Ethan asintió. Entendía la venganza mejor que cualquier otro sentimiento.
—Mi hijo desapareció hace tres años —confesó, sorprendiéndose a sí mismo por compartir algo tan íntimo—. Después de que mataran a su madre. Tenía cinco años.
Valeria no mostró compasión ni lástima, y Ethan se lo agradeció en silencio.
—¿Crees que sigue vivo?
—Lo sé. —Ethan señaló una fotografía en la pared, un hombre de aspecto distinguido con traje oscuro—. Este hombre, Victor Krane, lo tiene. Es el mismo que ordenó matar a mi esposa. El mismo que controla la red para la que tu padre trabaja.
Valeria se tensó visiblemente.
—Krane... —murmuró—. El socio invisible de mi padre. El hombre sin rostro.
Sus miradas se encontraron, y algo pasó entre ellos. Un reconocimiento. Una chispa que no era solo odio o deseo, sino algo más peligroso: comprensión.
—Tenemos el mismo objetivo —dijo ella, acercándose hasta que Ethan pudo sentir su calor—. Podríamos ayudarnos mutuamente.
—Trabajo solo —respondió él automáticamente.
—¿Y cómo te ha funcionado hasta ahora?
La pregunta golpeó como un puñetazo. Tres años de búsqueda, y apenas había arañado la superficie de la organización de Krane.
Valeria se acercó aún más. Su perfume, una mezcla de jazmín y pólvora, invadió los sentidos de Ethan.
—Yo conozco los secretos de mi padre. Tú tienes las habilidades para llegar hasta Krane. Juntos podríamos...
—No necesito a nadie —la interrumpió Ethan, pero su voz carecía de convicción.
Ella sonrió, una sonrisa que no alcanzaba sus ojos.
—Mentiroso.
Sus rostros estaban tan cerca que compartían el mismo aire. La tensión entre ellos era palpable, eléctrica.
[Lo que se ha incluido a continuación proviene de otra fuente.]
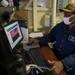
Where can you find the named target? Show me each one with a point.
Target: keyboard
(25, 46)
(36, 58)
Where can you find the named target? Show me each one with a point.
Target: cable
(30, 66)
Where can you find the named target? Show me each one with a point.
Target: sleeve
(69, 62)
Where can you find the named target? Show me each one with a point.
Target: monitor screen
(13, 34)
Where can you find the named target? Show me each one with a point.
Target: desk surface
(48, 54)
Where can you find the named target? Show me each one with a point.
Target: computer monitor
(13, 34)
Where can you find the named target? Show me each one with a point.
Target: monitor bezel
(6, 38)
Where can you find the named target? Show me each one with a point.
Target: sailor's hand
(57, 66)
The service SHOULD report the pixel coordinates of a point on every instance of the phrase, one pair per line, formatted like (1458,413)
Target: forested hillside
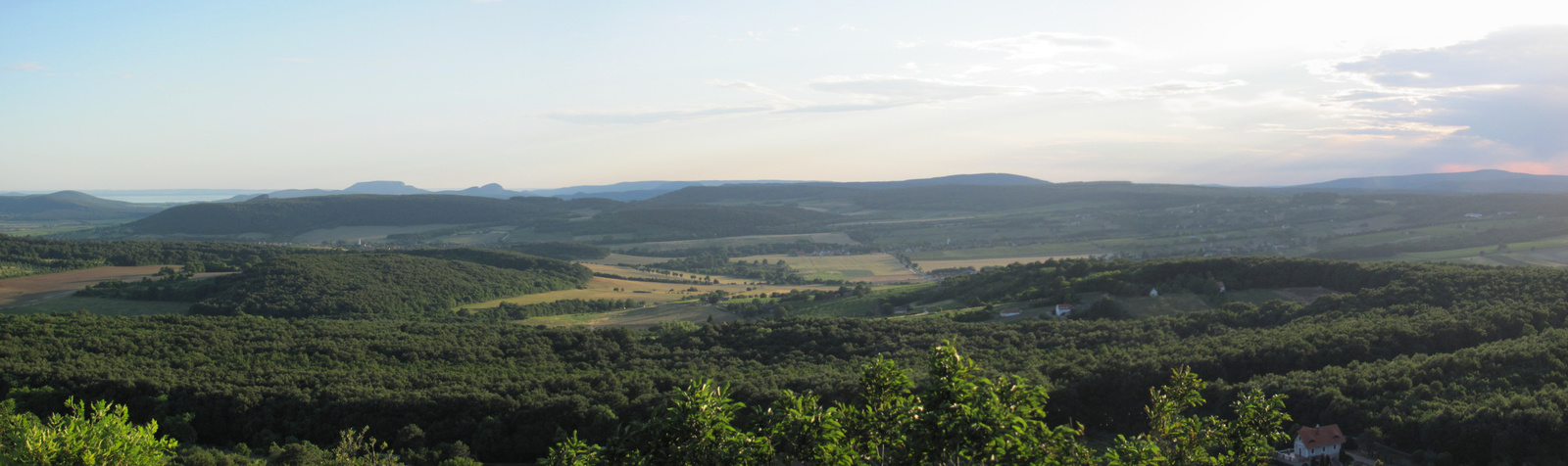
(292,216)
(71,206)
(35,256)
(1460,363)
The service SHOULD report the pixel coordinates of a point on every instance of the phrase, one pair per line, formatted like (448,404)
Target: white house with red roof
(1317,442)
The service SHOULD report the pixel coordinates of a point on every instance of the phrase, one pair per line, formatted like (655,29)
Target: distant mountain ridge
(627,191)
(70,206)
(1476,182)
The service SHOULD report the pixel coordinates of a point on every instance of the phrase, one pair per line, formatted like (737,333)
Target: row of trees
(562,306)
(956,416)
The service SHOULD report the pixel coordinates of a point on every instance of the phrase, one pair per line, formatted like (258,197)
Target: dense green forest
(561,306)
(1460,363)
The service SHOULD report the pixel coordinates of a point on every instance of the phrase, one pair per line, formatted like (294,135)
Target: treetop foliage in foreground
(956,418)
(101,435)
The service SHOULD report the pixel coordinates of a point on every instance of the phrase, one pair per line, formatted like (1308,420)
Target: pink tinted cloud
(1534,167)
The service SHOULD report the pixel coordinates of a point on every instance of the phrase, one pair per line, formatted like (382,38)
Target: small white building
(1319,442)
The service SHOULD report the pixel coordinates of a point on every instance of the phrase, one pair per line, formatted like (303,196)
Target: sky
(446,94)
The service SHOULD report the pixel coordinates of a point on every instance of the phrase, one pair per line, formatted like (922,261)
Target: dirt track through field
(39,288)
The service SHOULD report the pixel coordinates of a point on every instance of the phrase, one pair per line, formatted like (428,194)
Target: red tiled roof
(1321,437)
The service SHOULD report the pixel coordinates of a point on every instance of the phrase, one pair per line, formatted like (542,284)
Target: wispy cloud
(1037,46)
(1509,86)
(902,88)
(864,91)
(976,70)
(1526,55)
(651,116)
(1063,66)
(773,102)
(750,86)
(1152,91)
(27,66)
(1209,70)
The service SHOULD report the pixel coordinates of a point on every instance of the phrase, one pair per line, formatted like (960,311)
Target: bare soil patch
(41,288)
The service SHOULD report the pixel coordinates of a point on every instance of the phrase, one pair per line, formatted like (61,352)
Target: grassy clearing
(1549,249)
(1434,232)
(1293,295)
(640,274)
(361,233)
(645,291)
(472,238)
(39,288)
(1051,249)
(102,306)
(38,229)
(643,318)
(621,258)
(1164,303)
(836,238)
(993,261)
(857,306)
(872,267)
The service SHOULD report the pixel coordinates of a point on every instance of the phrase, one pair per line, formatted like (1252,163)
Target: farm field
(41,288)
(38,229)
(921,256)
(474,238)
(992,261)
(1293,295)
(836,238)
(1434,232)
(102,306)
(642,318)
(1551,251)
(621,258)
(872,267)
(640,274)
(651,293)
(361,233)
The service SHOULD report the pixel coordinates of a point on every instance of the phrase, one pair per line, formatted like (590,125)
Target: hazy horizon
(537,96)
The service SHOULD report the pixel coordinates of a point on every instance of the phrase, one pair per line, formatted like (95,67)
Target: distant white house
(1319,442)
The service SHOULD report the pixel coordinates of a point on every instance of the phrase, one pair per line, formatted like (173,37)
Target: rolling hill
(71,206)
(1449,183)
(292,216)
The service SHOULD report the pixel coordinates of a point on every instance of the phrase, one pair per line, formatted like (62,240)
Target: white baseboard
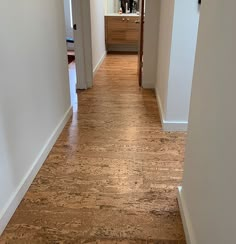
(170,125)
(99,63)
(14,201)
(188,229)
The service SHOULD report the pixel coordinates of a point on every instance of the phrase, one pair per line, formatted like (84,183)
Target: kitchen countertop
(116,14)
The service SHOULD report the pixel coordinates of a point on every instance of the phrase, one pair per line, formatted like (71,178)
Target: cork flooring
(112,176)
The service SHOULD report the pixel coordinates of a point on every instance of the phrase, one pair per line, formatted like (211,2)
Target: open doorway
(70,51)
(124,28)
(78,38)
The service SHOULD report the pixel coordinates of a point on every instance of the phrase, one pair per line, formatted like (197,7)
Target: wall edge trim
(168,125)
(188,229)
(98,65)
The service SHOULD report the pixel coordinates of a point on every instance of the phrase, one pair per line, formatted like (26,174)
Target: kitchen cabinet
(122,31)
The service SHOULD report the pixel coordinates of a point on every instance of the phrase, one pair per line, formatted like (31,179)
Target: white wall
(164,51)
(98,32)
(184,39)
(69,29)
(209,177)
(151,30)
(176,54)
(34,91)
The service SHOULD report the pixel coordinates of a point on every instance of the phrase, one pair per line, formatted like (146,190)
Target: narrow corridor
(112,176)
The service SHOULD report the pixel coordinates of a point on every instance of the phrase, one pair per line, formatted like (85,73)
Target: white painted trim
(99,63)
(170,125)
(147,85)
(188,229)
(23,187)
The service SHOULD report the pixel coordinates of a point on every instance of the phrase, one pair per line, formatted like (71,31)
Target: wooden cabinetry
(122,31)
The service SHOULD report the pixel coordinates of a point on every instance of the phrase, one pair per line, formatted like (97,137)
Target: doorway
(78,38)
(124,29)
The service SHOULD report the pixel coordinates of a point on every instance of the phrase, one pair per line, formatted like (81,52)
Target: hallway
(112,176)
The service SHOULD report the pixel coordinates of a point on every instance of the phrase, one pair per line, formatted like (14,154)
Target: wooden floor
(112,176)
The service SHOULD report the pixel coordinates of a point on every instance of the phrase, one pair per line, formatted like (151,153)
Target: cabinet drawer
(116,23)
(122,30)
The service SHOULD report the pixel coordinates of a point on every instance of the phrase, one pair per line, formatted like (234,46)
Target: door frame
(83,43)
(141,40)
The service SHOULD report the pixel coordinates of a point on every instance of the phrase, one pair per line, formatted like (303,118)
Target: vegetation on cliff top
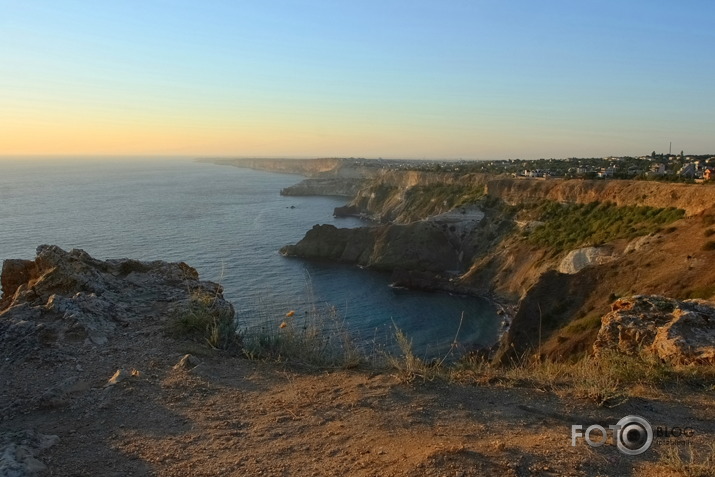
(568,226)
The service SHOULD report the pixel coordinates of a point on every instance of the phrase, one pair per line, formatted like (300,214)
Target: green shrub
(206,320)
(568,226)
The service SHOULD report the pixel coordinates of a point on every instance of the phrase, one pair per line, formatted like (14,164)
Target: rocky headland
(472,233)
(94,382)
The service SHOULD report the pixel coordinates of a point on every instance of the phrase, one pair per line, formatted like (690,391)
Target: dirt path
(231,416)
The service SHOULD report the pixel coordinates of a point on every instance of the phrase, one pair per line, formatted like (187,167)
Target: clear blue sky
(433,79)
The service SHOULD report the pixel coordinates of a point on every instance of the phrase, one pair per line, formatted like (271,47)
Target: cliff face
(306,167)
(344,187)
(561,293)
(406,196)
(693,198)
(422,246)
(680,332)
(66,298)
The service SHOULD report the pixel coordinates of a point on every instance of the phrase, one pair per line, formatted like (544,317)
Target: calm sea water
(229,224)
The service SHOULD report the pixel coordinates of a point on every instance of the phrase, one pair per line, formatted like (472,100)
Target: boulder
(679,332)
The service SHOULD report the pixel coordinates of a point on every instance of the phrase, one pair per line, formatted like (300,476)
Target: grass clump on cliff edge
(569,226)
(318,337)
(206,320)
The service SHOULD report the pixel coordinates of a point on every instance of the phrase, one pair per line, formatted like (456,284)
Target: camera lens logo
(634,435)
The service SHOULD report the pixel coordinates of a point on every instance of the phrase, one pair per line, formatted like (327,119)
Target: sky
(394,79)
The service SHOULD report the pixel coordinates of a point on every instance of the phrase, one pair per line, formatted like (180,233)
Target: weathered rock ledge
(71,298)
Ethan podía sentir cada célula de su cuerpo respondiendo a la proximidad de Valeria, una reacción que había creído muerta junto con su esposa.
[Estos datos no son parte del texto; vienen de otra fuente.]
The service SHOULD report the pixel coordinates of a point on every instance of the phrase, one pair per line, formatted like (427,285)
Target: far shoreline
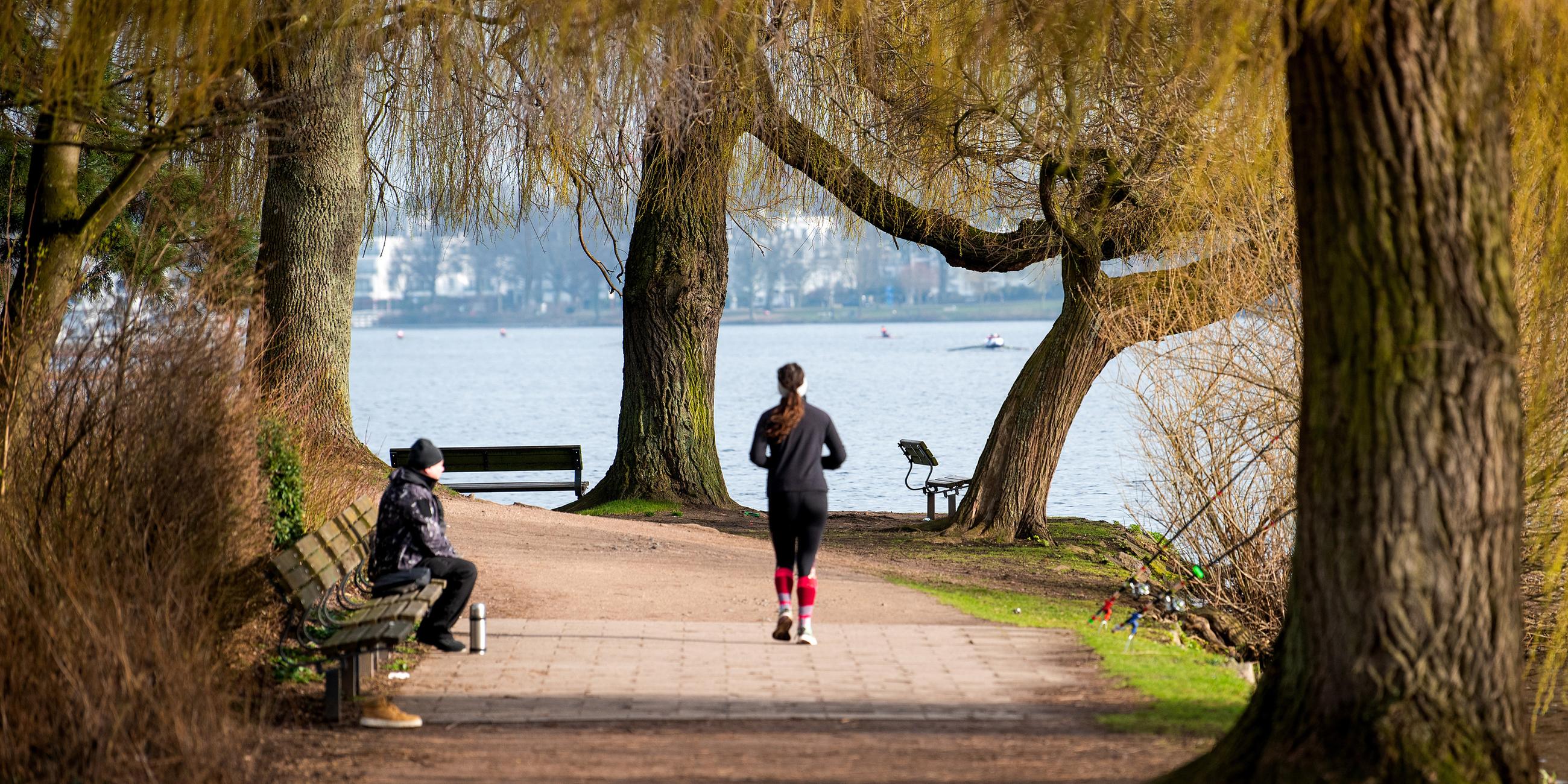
(952,312)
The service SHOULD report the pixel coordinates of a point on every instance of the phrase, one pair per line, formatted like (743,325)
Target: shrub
(131,529)
(284,477)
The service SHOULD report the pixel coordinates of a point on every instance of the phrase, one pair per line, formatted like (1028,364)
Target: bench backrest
(463,460)
(918,452)
(320,558)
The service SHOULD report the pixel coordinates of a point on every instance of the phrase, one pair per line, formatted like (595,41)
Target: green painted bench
(918,454)
(331,613)
(507,460)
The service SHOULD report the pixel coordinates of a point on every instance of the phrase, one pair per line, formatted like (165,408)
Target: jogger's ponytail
(792,383)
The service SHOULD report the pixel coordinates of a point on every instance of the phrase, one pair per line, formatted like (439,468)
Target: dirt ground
(535,563)
(754,751)
(715,565)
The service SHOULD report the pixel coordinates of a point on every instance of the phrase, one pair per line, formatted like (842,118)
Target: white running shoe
(782,631)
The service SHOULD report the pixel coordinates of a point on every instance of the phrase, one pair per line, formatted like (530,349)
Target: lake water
(563,386)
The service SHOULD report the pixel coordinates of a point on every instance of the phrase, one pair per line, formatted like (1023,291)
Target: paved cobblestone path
(626,651)
(651,670)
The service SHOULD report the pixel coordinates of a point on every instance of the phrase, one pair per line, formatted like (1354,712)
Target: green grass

—Si hacemos esto —dijo finalmente—, será bajo mis términos.
—Negociemos, entonces —respondió ella, sin retroceder ni un milímetro.
Sus ojos se desafiaban mutuamente, midiendo fuerzas, buscando debilidades. Pero lo que encontraron fue un reflejo de su propio dolor, de su propia determinación.
—Caminarás conmigo hasta que caiga el último de ellos... —dijo Ethan con voz grave—. Después, ya no habrá lugar para nosotros.
Valeria extendió su mano, sellando el pacto con un gesto que parecía demasiado formal para la intimidad del momento.
—Hasta el último —confirmó.
Cuando sus manos se tocaron, ambos supieron que habían cruzado un punto sin retorno. Que este trato, nacido del odio y la necesidad, los cambiaría irremediablemente.
Y ninguno estaba preparado para lo que vendría después.